Education & Certification
Undergraduate Degree: Barry University - Bachelors, Education
Graduate Degree: Syracuse University - PHD, Cultural Foundations of Education Special Education
kayking, watching my son's sports games, hiking, reading, hanging out with friends
Q & A
How can you help a student become an independent learner?
The new lingo here is "Gradual Release of Responsibility." This involves modeling a skill/strategy (the number of times this is necessary will vary depending on the student, the skill, the content, and other variables), doing it together and then working toward student independence. This is a process!
What is your teaching philosophy?
Students must make materials their own - so they have to connect to the content in a meaningful way. This could involve drawing a picture or relating information about a war to their family history. Hanging content on one's own "mental tree" is important in making things make sense to an individual, given their background and experiences, it aids in retention and motivation. Use of visuals, hands-on materials, and providing students with choice (content and/or process) are important in effective learning.
What might you do in a typical first session with a student?
Get to know his/her interests, passions, learning preferences, and strengths and weaknesses.
How would you help a student stay motivated?
By providing early and frequent successes. This often involves breaking down material and/or a process into manageable parts. Using visual cues and step-by-step approaches that can be used across disciplines can be helpful in keeping students motivated, because they are not overwhelmed by having to always learn new strategies. Setting manageable goals and helping students to reach them is a great way to stay motivated!
If a student has difficulty learning a skill or concept, what would you do?
I would break the skill or concept into smaller parts. I would use the student's strongest modality (e.g., visual, auditory, kinesthetic) to deliver and/or have him/her demonstrate the content.
How do you help students who are struggling with reading comprehension?
I utilize pre-, during-, and post- reading strategies where students must DO something to apply the strategy. This keeps them engaged. Proficient readers have an ongoing conversation with a text; struggling readers often don't do this automatically and this process has to be made visible and practiced - asking questions, making connections, making predictions - these are important aspects of reading comprehension that must be directly taught to many students. In addition, some students may need additional instruction on some aspects of decoding, vocabulary, or fluency - these also aid comprehension.
What strategies have you found to be most successful when you start to work with a student?
Asking questions and listening to the student's answers.
How would you help a student get excited/engaged with a subject that they are struggling in?
I would try to tie the content to something they are interested in. I would set small goals with the student and set up a reward structure that would be meaningful enough for them to word toward. I would break the content/process into smaller parts so they can master pieces and feel success.
What techniques would you use to be sure that a student understands the material?

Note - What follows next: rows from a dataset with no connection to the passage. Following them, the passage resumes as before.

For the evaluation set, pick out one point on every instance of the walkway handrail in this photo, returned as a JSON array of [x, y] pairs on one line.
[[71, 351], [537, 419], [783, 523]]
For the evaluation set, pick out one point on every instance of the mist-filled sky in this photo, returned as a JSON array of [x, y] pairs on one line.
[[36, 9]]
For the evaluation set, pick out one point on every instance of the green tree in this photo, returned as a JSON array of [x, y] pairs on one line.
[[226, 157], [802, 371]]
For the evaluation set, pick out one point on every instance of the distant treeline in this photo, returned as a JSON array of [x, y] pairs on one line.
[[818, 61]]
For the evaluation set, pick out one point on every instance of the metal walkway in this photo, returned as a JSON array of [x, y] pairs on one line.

Assessment can be formal or informal. The lesson should be designed so that at the end of the lesson the tutor understands what the student learned. This can be obtained via observation (how did the student approach the content), permanent products (student work), and/or conversations with the student during instruction about the content.
How do you build a student's confidence in a subject?
By creating multiple opportunities for success!
How do you evaluate a student's needs?
This can be done formally or informally. For reading, I like the Qualitative Reading Inventory, 5th ed. But I can also assess reading via a read aloud or silent reading (depending on what's being assessed). For math, I would utilize an informal assessment (e.g., easy CBM, found online) that, minimally, looks at numeracy, computation, and problem solving. For older students, algebraic expressions and geometry may be involved.
How do you adapt your tutoring to the student's needs?
The point of an individual tutoring session is to tailor it to individual learning needs, interests, and strengths and weaknesses. So I start with a general topic - say, improving reading comprehension - but how we get to the goal is determined by who the student is. It's impossible not to adapt instruction to an individual's needs in a 1:1 tutoring session!
What types of materials do you typically use during a tutoring session?
It depends on the student - his/her interests figure heavily, when possible, in selecting materials. In general, to teach a skill such as a reading comprehension strategy, I like to teach with short texts. This can be an internet article about something based on the student's interest: sports, bats, volcanoes, etc. If the student has school materials, we use these as a foundation. I almost always use visuals and/or hands-on materials during a lesson.